A Harvard University athletics policy that prohibits members of single-gender organizations from serving as sports team captains will rely on the honor system, according to retiring athletic director Robert Scalise.
As reported by The Harvard Crimson, Scalise’s comments came Friday, three years after Harvard first announced the sanctions, which bar members of single-gender final clubs, sororities and fraternities from captaining varsity athletics teams. The sanctions, which apply to the Class of 2021 and all successive classes, also prevent members of unrecognized social clubs from holding leadership positions in student organizations and receiving college endorsement for prestigious fellowships like the Rhodes.
The sanctions have drawn questions from students and other affiliates as to how the college plans to implement them. Some athletes said they are skeptical about whether the administration will be able to enforce the sanctions.
“If you really want to be a part of a single-gender organization, even if the sanctions do apply to your social class, you’re going to do it anyway,” men’s volleyball team member Adam Gordon said. “There’s really not much stopping you.”

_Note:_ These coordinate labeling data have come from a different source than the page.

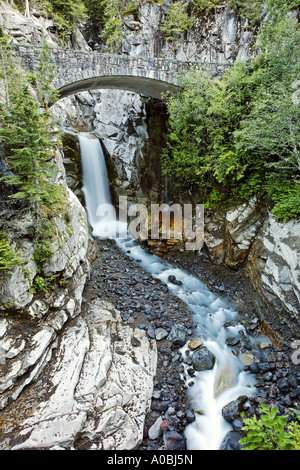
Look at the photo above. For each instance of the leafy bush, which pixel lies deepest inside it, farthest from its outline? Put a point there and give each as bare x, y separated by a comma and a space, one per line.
270, 431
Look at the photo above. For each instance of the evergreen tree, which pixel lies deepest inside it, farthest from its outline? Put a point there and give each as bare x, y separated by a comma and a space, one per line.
31, 139
8, 258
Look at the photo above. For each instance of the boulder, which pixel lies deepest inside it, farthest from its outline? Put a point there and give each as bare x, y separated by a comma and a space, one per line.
177, 335
203, 359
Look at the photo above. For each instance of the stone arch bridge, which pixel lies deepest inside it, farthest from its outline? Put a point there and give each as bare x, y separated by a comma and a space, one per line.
87, 70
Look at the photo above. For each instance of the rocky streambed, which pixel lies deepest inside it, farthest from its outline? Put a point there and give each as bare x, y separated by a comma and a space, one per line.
145, 303
117, 375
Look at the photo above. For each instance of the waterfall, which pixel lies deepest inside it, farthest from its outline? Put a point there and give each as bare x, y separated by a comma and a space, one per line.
96, 185
216, 320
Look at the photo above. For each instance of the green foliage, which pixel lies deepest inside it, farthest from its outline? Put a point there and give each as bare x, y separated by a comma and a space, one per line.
269, 432
31, 139
8, 258
67, 14
203, 118
176, 21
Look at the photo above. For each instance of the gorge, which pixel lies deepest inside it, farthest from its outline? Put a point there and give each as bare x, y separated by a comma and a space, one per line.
109, 357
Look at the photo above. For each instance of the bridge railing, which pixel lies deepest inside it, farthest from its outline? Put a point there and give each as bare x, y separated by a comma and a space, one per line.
62, 58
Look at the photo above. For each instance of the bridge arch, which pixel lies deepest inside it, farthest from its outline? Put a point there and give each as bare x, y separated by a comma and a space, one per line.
87, 70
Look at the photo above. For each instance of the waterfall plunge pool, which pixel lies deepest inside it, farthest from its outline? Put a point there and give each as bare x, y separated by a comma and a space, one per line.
211, 389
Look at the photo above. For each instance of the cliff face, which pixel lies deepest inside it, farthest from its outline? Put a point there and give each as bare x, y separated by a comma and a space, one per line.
54, 334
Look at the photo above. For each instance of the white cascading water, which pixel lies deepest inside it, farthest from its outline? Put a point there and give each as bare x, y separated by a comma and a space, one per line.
212, 389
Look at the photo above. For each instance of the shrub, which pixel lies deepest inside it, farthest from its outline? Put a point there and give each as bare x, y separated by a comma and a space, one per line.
269, 432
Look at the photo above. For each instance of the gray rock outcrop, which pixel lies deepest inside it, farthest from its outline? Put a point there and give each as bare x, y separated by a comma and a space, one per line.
97, 387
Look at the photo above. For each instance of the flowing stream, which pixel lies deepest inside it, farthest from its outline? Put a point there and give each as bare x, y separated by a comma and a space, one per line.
216, 320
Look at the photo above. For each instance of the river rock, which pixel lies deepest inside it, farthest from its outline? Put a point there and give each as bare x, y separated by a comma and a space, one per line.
233, 410
177, 335
174, 441
231, 441
98, 384
195, 344
160, 333
203, 359
155, 431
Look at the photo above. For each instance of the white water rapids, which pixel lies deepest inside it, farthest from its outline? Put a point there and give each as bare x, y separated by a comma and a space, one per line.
212, 389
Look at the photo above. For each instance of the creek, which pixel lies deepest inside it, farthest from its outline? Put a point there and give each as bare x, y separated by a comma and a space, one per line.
216, 320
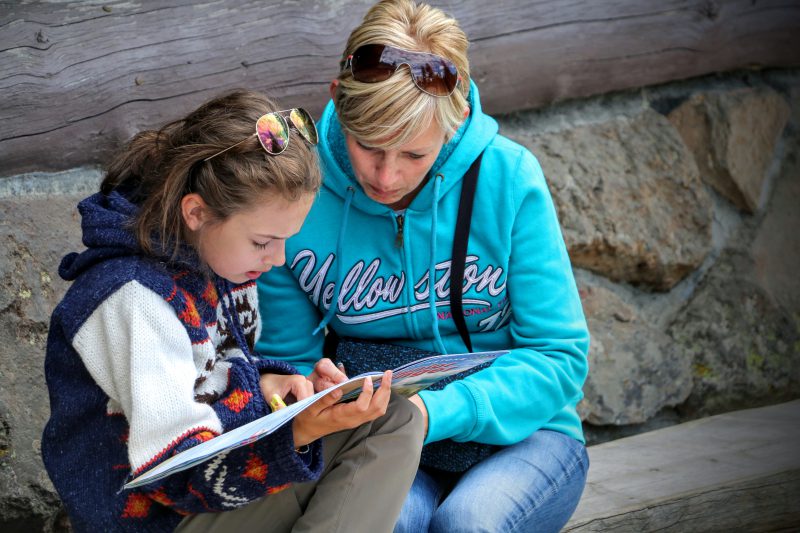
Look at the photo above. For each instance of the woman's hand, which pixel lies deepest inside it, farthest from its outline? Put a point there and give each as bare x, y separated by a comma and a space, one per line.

Scalise, who will retire next June, said Friday that the athletics department will expect prospective captains to withdraw themselves from consideration if they are members of single-gender social groups. “I think it's more of an honor system, rather than creating a big bureaucracy, where you make everybody sign a form and find out who's in and who's not in,” Scalise said.
If the department later discovers that a selected captain is a member of one of the sanctioned groups, it will strip that person of their captainship. “If someone got elected captain, and then we found out that they didn't [tell the Athletics Department], well, then they kind of lied to us a little bit,” Scalise said. "You know, we would need to remove them as captain.”

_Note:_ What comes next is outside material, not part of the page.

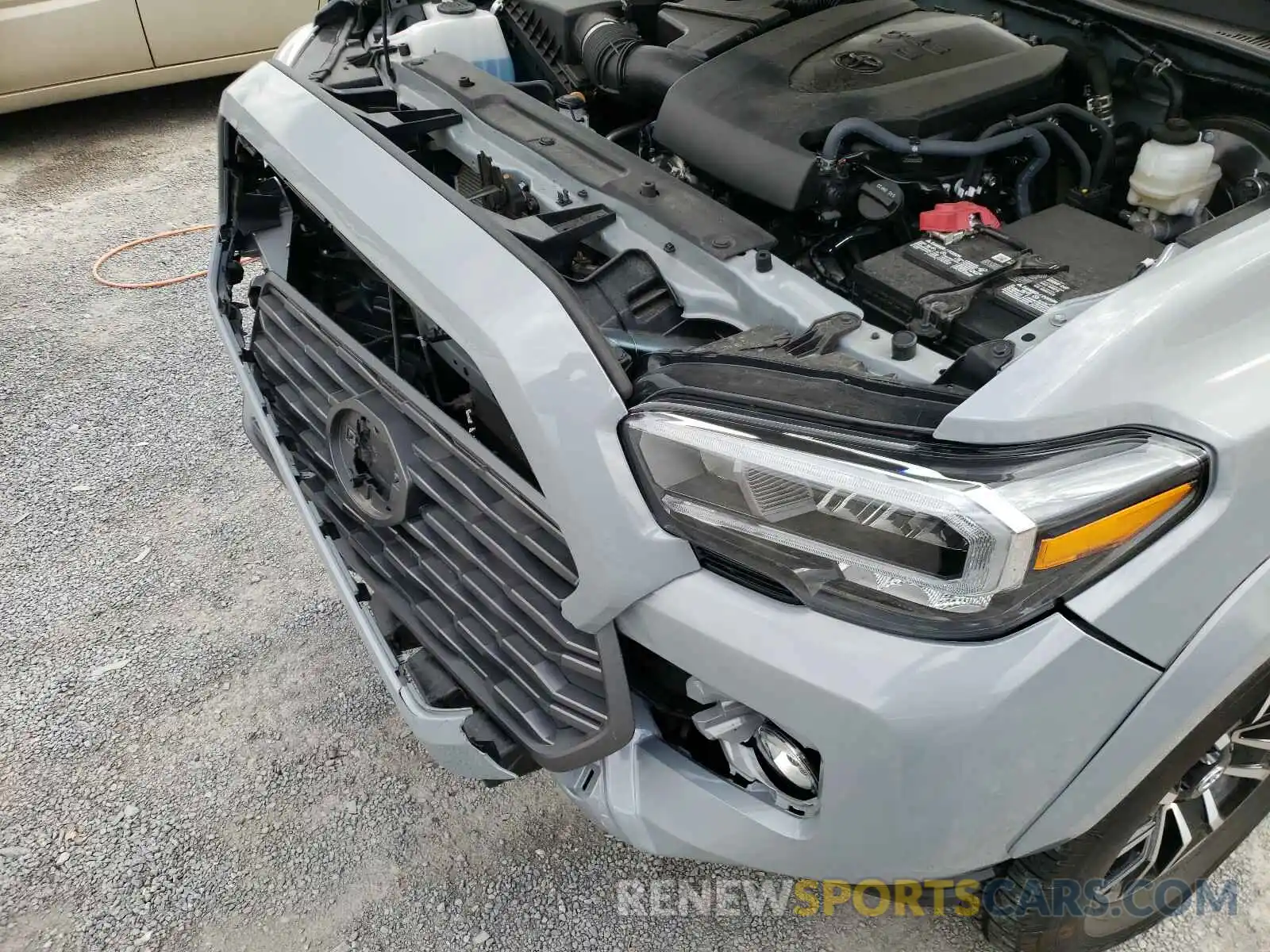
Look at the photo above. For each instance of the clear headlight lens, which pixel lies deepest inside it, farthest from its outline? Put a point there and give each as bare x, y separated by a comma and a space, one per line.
918, 537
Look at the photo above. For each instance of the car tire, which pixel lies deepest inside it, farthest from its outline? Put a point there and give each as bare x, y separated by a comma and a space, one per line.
1041, 903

Captain selection processes vary from team to team, though the athletics department provides general guidelines. Scalise said that ideally athletes decide who should captain their teams and how many captains should lead the team, with coaches removed from that process as much as possible.
Several athletes say there has been little communication from their coaching staff or the athletic administration regarding implementation of sanctions policies with regards to varsity teams captaincies. Six athletes, representing four different teams, said in interviews with The Crimson that they have not heard anything from administrators about implementation of the sanctions.